Вульф, Леонард, 1980, An Autobiography, vol. 1, 1880-1911, Oxford, Oxford University Press.
Примечания
1 Сложности, вызванные существованием отличительного элитного образования в Шотландии: здесь игнорируется: см. Роберт Андерсон (1983, 1985).
2 Религия также была важным фактором в определении различных образовательных моделей элиты. женщины, но эта тема здесь не рассматривается.
3 Используемый этими авторами термин интеллектуальная аристократия подчеркивает наследственность, а не меритократический подтекст, который он имел во Франции.

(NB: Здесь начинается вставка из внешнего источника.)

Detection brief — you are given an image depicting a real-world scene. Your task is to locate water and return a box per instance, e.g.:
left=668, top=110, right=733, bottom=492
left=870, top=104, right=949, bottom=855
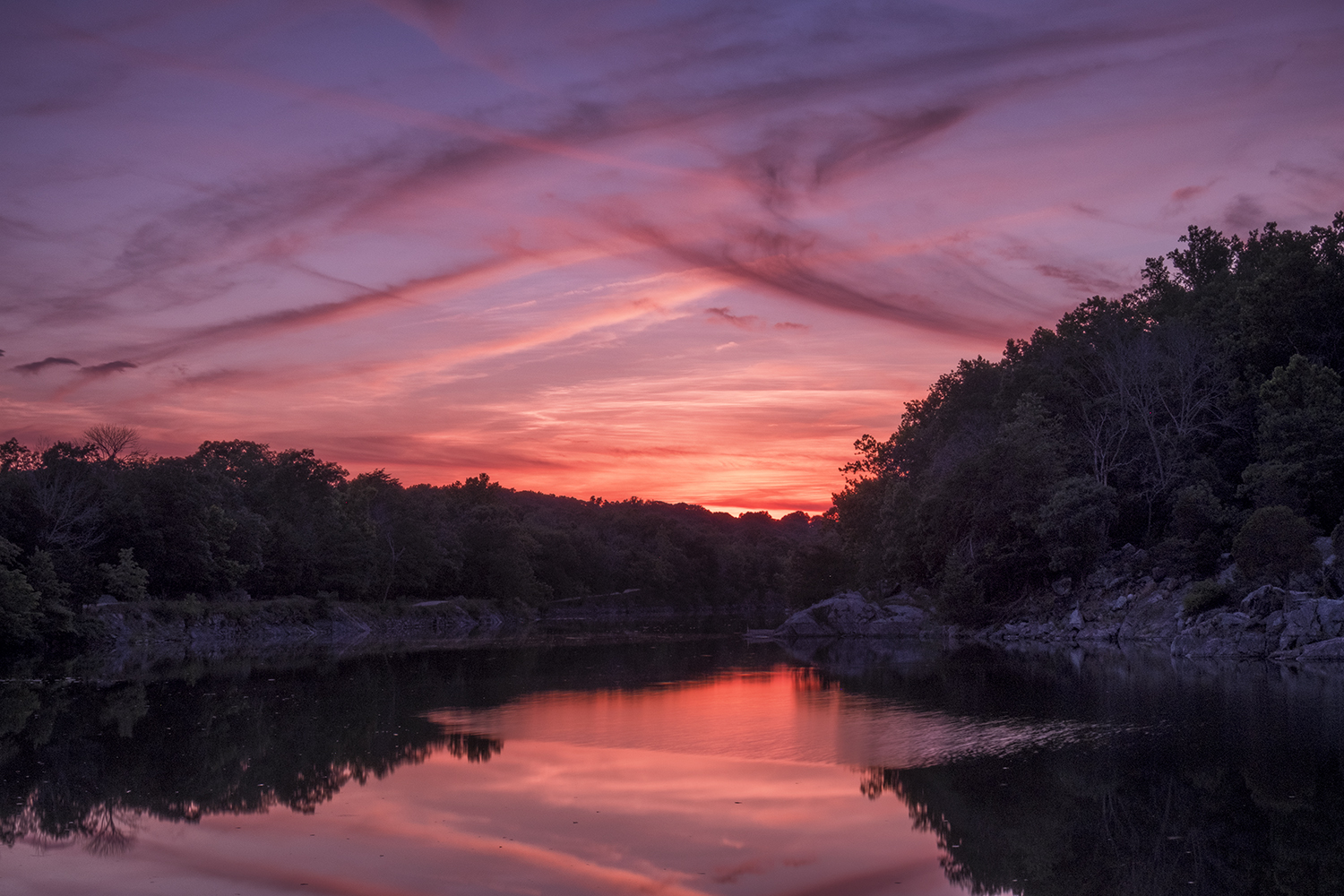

4 Как в этом разоблачительном комментарии к месту захоронения политика Е. Х. Асквита: «Он имел Он начал свою карьеру на мрачном склоне холма Йоркшир, и в политике его в основном поддерживали Шотландия и Север. Но место отдыха на юге Англии, в десяти милях от Карфакса. Башня [Оксфорд], тем не менее, была вполне подходящей. Он всегда был верен либеральным, гуманным идеям и цивилизованным, даже скрупулезным стандартам политического поведения. [...] он был главным образом человеком правительства, великим слугой государства, а не народным трибуном »(Jenkins 1964: 519).